It’s the holiday season, and that means lots of plants and trees: douglas firs, white pines, Colorado spruces, not to mention all the mistletoe, holly, and poinsettias. So much variety! Well, sort of. When you step back, it turns out most plants differ on just two general traits—basically, how big they are, and how they manage the costs and benefits of producing large leaves—according to a paper published today in Nature.
There’s a tremendous variety of plants and trees out in the world, a result of a Darwinian evolution operating in a wide range of environments, writes a team headed by Sandra Díaz, a professor of community and ecosystems ecology at the National University of Cordoba’s Multidisciplinary Institute of Plant Biology. “Yet it has long been thought that there is a pattern to be found in this remarkable evolutionary radiation—that some trait constellations are viable and successful whereas others are not.”
In other words, when you think about it, doesn’t it seem like most plants have a lot in common despite all that variety?
To find out, Díaz and 34 of her colleagues turned to a database of vascular plants—those that have sophisticated systems for transporting water and nutrients, or, more simply, most any plant or tree apart from mosses and algae. That database, known as TRY, includes all sorts of traits for 46,085 vascular plants from 423 biological families, though the biologists focused on six particularly important features: plant height, stem density, the ratio of leaf mass to its area, nitrogen density in leaves, and the mass of the plant’s seeds or spores. Each of those traits reflects some kind of tradeoff. For example, it takes more resources and time to build a tall tree, but tall trees can also gather more light and spread their seeds over a larger area. Similarly, leaf mass per area reflects a tradeoff between the ability to gather light and the durability—and thus longevity—of a leaf.

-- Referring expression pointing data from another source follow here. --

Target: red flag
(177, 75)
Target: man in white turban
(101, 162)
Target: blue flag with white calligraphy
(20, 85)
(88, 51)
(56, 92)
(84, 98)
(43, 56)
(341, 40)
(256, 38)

With even six variables, there’s a lot of room to move around, so to speak, but it turns out plants and trees are relatively tightly constrained. In fact, the team found, about three-quarters of the all the differences between different species come down to just two variables. One variable describes overall size, ranging from short plants with small seeds to tall species with larger seeds. The second variable, as the team describes it, runs from species with “cheaply constructed” leaves to those with more robust leaves that last longer but take more resources to build.
This observation is, of course, largely of interest to scientists, such as those interested in “theories that have focused … on different aspects of the Darwinian struggle for existence,” the team writes. If that’s not you, well, now you have some good banter should you find yourself sipping egg nog next to a Christmas tree with nothing to talk about.